CSRC to regulate Chinese PE, NDRC to promote it – State Council
China’s State Council appears to have resolved the regulatory spat over domestic private equity, designating the China Securities Regulatory Commission (CSRC) as the single agency responsible for the asset class. The National Development and Reform Commission (NDRC), which previously held the PE remit, will help promote the industry and oversee government participation in it.
"The CSRC should be responsible for protecting investors' interests...Two departments have to share information and coordinate," according to a statement approved by the State Council. "Private equity industry development has gathered pace in recent years, supporting the growth of small- and medium-sized enterprises. However, who should regulate it is still unclear. Uncertainty isn't helpful for the industry."
The tug of war between the CSRC and NDRC broke out into the open at the end of last year, when China included private equity in the draft Securities Investment Funds (SIF) Law. This opened the door for the CSRC to play a regulatory role alongside the NDRC.
Although fierce lobbying saw specific references to the asset class removed, the CSRC was awarded jurisdiction over "sunshine funds" - capital raised from private sources to invest in listed stocks. This implied that the NDRC would retain responsibility for non-public investment funds, while the CSRC oversaw public market activity.

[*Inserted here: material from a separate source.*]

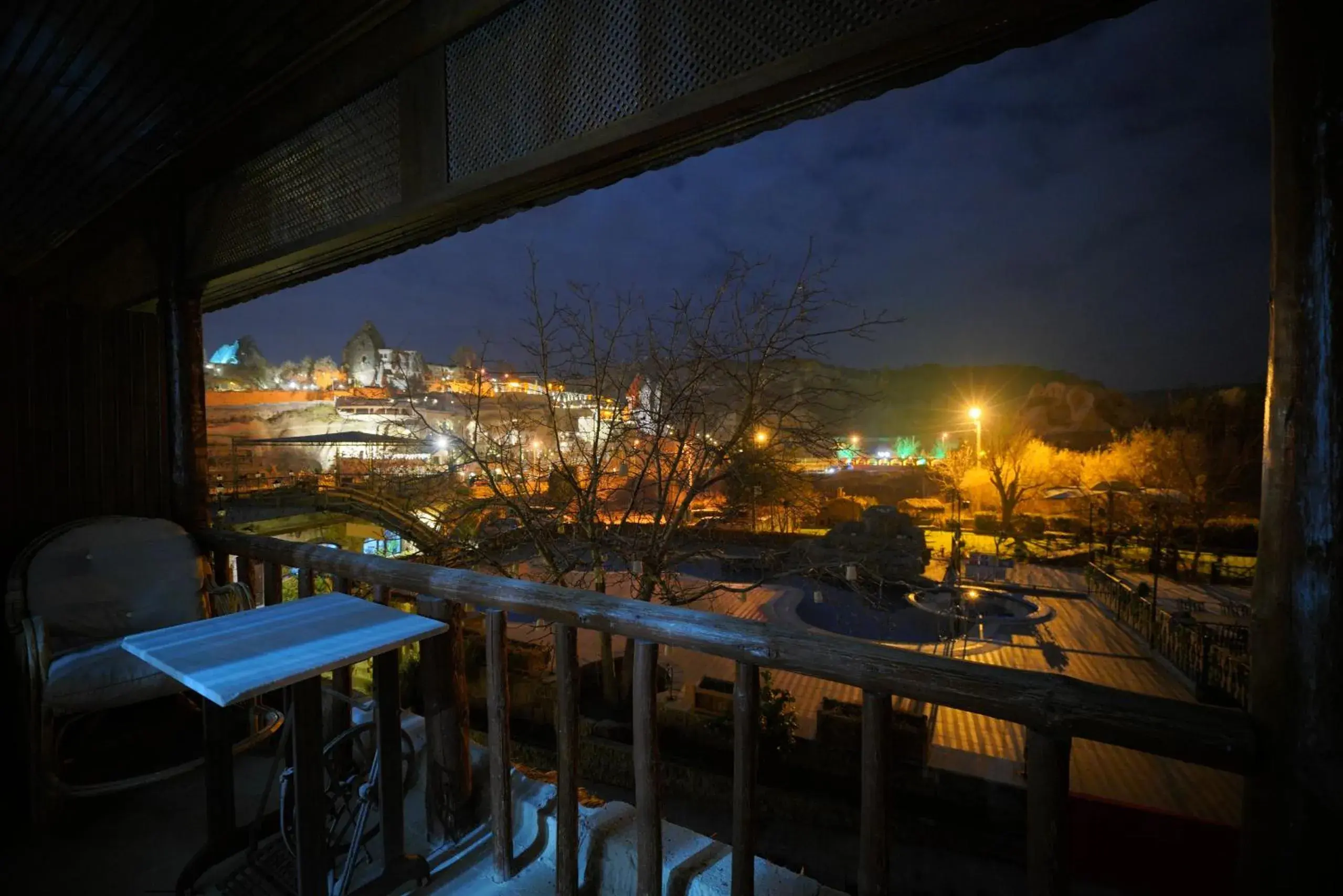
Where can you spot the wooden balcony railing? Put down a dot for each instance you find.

The securities regulator subsequently issued its own draft guidelines for sunshine funds and went so far as to invite PE firms to raise mutual funds. The NDRC nixed the plan, reminding private equity managers they are prohibited from running retail funds and investing in publicly traded securities.

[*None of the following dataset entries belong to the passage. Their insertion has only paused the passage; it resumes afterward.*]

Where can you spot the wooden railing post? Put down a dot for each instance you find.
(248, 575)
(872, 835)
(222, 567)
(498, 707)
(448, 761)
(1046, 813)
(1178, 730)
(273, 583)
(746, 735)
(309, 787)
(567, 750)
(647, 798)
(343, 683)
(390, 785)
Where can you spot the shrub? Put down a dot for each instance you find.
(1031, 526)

When the SIF Law came into effect on June 1, it still wasn't clear who was regulating what, much to the concern of industry participants.
Interestingly, Liu Jianjun, a senior official at the NDRC whose remit included private equity, was appointed to a leading role within the CSRC's fund department in May. A source familiar with the situation told AVCJ that the State Council is aware of the regulatory tension and is trying to coordinate a mutually acceptable solution.
Liu's appointment appears to be part of these efforts.